Cooper’s Ferry archaeological site in western Idaho, contains 16,000-year-old artifacts from some of the Americas’ early residents

First Americans arrived at least 16,000 years ago, and probably by boat

Artifacts unearthed in Idaho challenge the idea that the first people to populate the Americas made the journey on foot around the end of the Ice Age.

By KATHERINE J. WU Thursday, August 29, 2019

Archaeologists at work at the Cooper’s Ferry archaeological site in western Idaho in 2013. Image Credit: Bureau of Land Management, flickr

Archaeologists at work at the Cooper’s Ferry archaeological site in western Idaho in 2013. Image Credit: Bureau of Land Management, flickr

By about 13,000 years ago, the Ice Age had finally begun to wane. As the glaciers that once blanketed the westward flank of what’s now Canada receded, a thin, iceless corridor appeared between two towering walls of ice—clearing, at long last, an accessible path from modern-day Alaska to the rest of the Americas.

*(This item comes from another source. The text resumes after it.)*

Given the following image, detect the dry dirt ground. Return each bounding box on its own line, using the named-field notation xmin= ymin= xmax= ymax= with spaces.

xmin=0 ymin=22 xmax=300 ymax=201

But when—or even, if—humans utilized this newly exposed strip of land in their southbound migration, the footprints they left probably weren’t the continent’s first: Another group of early people almost certainly beat these terrestrial migrants to the punch.

Reporting today in the journal Science, an international team of archaeologists has uncovered a cache of artifacts from Idaho that suggest humans had already settled the Pacific Northwest 16,000 years ago, long before rising temperatures had time to expose the continent’s ice-free footpath. The findings lend support to the idea that the continent’s inaugural human inhabitants were migrants from across the Pacific who first entered the New World not by land—but by sea.

“This is really exciting work...that presents some of the oldest evidence of a human presence in North America,” says Alia Lesnek, a geologist at the University of New Hampshire who studies early coastal migrations, but was not involved in the study. The dates associated with the site’s artifacts, she adds, “basically preclude the idea that people first traveled here [through] the ice-free corridor.”